But for most of its short existence For the Love of God, Damien Hirst's controversial platinum-plated, diamond-encrusted human skull, has languished unseen in a secret high-security vault. Too costly to go on show, it has become a prisoner of its own outlandish worth.

For the next five months however art lovers and devotees of the "super-bling" culture it came to represent will be given the chance to enjoy a rare audience with the piece at the Palazzo Vecchio in Florence for the relatively bargain basement price of €10 (£8.50). There it will be attended 24 hours a day by three armed guards. So far the only challenge has come from the critics who have taken issue with the city's culture councillor Giuliano da Empoli over his decision to bring the piece to Florence, where 230,000 people are expected to see it.

One prominent opponent, the critic Achille Bonito Oliva, complained that the skull would "corrupt the taste of the public". But Mr Da Empoli praised the artist and said the exhibition was "not costing the city a lira". Florence's Mayor Matteo Renzi said he too was unfazed by sniping. "In fact I can't recall a time when Florence wasn't at the centre of controversy, beginning with the witch-hunt against Dante Alighieri. I only know that inside one of our most precious places will be exhibited one of the most important works in contemporary art. That some people might not like it as a matter of personal taste is not disputed. But this is an important attempt to connect Florence with the contemporary world," he said.

Until this week For the Love of God had only been displayed twice in public before. In 2007, it was unveiled to a startled world at the White Cube gallery in London.

The following year it received a second outing at the Rijksmuseum in Amsterdam. On both occasions it was surrounded by considerable security and plans to take it on a global tour taking in the Hermitage in St Petersburg, the British Museum in London and the Far East were shelved. Hopes raised in 2009 that it might find a home in London also appear to have been dashed.
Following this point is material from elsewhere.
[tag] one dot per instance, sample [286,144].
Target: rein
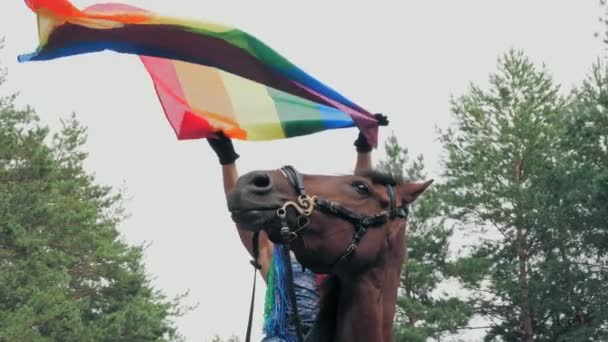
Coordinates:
[305,206]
All costs for the current exhibition – including insurance, security, transportation and installation fees – are being met by Arthemisia Group, a commercial company that organises shows in Italy. Neither Hirst nor his London gallery White Cube will receive a fee according to Arthemisia which has even promised to pay the city €700,000 based on projected ticket sales.

Hirst described his unease at his most notorious work being shut away for so long when news of the Italian show was announced. "You feel like your life is ticking away while it's in the vault. You think objects like that were made in the past by emperors and kings and things like that. You don't want them in vaults you want them out there so people can see them," Hirst told CNN.

The world's richest living artist has admitted that it was "crazy" to have made an object that he couldn't keep in his own house. Yesterday, White Cube refused to discuss point blank where the skull had been residing. The skull was bought two months after it was first displayed by a consortium of investors said to include the Ukrainian collector Victor Pinchuk, as well as the White Cube's Jay Jopling and Hirst himself, who retained a stake.

The New York-based art collector Alberto Mugrabi, whose family already owns 110 Hirst originals, is said to have offered $35m (£22m) for the skull – still a considerable mark up on the £14m it is estimated to have cost to buy the raw materials of 8,601 ethically sourced diamonds (including one large pink rock costing £4m), the platinum and 18th-century skull. A reported offer by the singer George Michael also came to naught.